Bisnis.com, JAKARTA — Pelaku usaha perhotelan dan restoran menaruh harapan besar pada momentum libur Natal dan Tahun Baru (Nataru) untuk mendongkrak kinerja bisnis yang sepanjang 2025 masih berada dalam tekanan.
Sekjen Perhimpunan Hotel dan Restoran Indonesia (PHRI) Maulana Yusran menyebut momen Nataru menjadi salah satu periode krusial di akhir tahun yang diharapkan mampu mendorong tingkat hunian dan perputaran ekonomi sektor pariwisata.
Maulana menuturkan, peningkatan pergerakan wisatawan selama Nataru berpotensi terjadi seiring dengan berbagai insentif pemerintah, seperti diskon tarif tol dan potongan harga tiket pesawat. Insentif tersebut diharapkan mampu mendorong mobilitas masyarakat dan berdampak langsung pada kenaikan okupansi hotel dan kunjungan ke restoran.
“Harapannya tentu dengan berbagai insentif itu benar-benar terjadi peningkatan okupansi, setidaknya selama tiga sampai lima hari puncak liburan,” ujarnya kepada Bisnis dikutip, Sabtu (20/12/2025).
Secara historis, tingkat hunian hotel pada periode akhir tahun di destinasi favorit bisa menembus 90%.
Namun, dengan kondisi saat ini, PHRI menilai capaian tersebut cukup berat secara nasional.
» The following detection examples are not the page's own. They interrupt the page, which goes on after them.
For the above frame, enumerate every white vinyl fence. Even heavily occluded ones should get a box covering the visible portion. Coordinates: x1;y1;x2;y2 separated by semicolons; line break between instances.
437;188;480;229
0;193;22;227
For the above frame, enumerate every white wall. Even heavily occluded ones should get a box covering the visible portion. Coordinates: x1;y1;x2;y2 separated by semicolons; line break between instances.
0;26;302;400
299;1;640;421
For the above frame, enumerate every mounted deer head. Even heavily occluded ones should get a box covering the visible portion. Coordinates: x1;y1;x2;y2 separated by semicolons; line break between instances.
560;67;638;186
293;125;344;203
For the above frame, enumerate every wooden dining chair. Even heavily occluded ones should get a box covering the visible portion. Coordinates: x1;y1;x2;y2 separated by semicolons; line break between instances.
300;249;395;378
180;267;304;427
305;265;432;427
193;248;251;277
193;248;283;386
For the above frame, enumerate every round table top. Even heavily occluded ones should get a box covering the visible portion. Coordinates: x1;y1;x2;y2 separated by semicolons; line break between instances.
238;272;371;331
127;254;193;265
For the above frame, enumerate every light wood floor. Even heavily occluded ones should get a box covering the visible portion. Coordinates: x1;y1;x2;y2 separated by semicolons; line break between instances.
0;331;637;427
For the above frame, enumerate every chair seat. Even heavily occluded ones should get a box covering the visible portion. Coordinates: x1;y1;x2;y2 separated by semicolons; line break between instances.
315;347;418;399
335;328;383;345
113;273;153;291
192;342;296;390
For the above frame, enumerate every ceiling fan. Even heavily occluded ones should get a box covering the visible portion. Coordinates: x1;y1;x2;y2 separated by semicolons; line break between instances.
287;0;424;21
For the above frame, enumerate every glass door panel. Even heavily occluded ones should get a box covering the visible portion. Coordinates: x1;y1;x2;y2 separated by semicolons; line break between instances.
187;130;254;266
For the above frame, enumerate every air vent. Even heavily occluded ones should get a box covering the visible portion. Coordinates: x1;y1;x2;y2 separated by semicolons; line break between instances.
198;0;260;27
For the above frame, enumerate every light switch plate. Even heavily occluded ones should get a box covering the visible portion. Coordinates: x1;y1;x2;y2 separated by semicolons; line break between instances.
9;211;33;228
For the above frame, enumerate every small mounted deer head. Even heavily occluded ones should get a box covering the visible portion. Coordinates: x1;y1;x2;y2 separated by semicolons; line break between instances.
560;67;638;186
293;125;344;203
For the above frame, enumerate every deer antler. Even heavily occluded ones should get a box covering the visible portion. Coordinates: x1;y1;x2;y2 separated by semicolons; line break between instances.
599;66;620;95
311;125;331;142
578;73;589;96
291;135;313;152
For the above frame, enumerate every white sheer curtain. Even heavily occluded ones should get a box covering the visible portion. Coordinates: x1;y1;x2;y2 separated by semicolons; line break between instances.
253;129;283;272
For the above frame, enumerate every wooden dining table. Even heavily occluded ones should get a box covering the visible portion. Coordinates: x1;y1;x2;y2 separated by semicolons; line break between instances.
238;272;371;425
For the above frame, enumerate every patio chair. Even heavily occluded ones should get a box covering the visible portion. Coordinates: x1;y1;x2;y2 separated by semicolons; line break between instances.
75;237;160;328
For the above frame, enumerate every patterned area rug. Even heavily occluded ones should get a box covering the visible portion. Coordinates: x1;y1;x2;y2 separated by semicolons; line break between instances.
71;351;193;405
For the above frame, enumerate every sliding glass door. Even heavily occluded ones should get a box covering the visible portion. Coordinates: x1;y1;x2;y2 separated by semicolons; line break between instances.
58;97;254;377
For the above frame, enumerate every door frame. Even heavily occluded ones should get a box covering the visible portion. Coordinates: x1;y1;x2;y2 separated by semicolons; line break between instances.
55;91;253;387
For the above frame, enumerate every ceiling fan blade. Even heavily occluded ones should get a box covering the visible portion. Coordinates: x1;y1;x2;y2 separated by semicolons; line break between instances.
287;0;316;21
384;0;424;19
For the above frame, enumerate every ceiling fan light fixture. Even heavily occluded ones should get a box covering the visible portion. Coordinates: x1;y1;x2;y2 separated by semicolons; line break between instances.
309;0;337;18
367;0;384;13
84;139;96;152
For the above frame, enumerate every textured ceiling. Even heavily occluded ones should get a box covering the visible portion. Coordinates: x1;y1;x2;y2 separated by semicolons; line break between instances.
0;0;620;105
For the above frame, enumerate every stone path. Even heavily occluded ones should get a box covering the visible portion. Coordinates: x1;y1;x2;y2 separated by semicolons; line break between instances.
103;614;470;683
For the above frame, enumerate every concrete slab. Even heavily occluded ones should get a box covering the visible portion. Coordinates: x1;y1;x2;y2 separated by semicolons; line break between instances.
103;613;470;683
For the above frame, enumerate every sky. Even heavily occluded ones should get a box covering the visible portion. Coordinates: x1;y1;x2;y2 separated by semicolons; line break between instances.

Maulana memperkirakan okupansi di kisaran 70%–80% sudah tergolong positif, terutama mengingat adanya sejumlah daerah yang terdampak bencana dan gangguan akses, khususnya di beberapa wilayah Sumatra.
“Beberapa daerah seperti Sumatra Barat yang biasanya menjadi tujuan wisata domestik mengalami kendala karena bencana dan akses jalan terputus. Ini tentu memengaruhi pergerakan wisatawan,” jelasnya.
Sebaliknya, situasi di Pulau Jawa relatif lebih kondusif, meski tetap dihadapkan pada risiko cuaca ekstrem yang bisa menahan mobilitas.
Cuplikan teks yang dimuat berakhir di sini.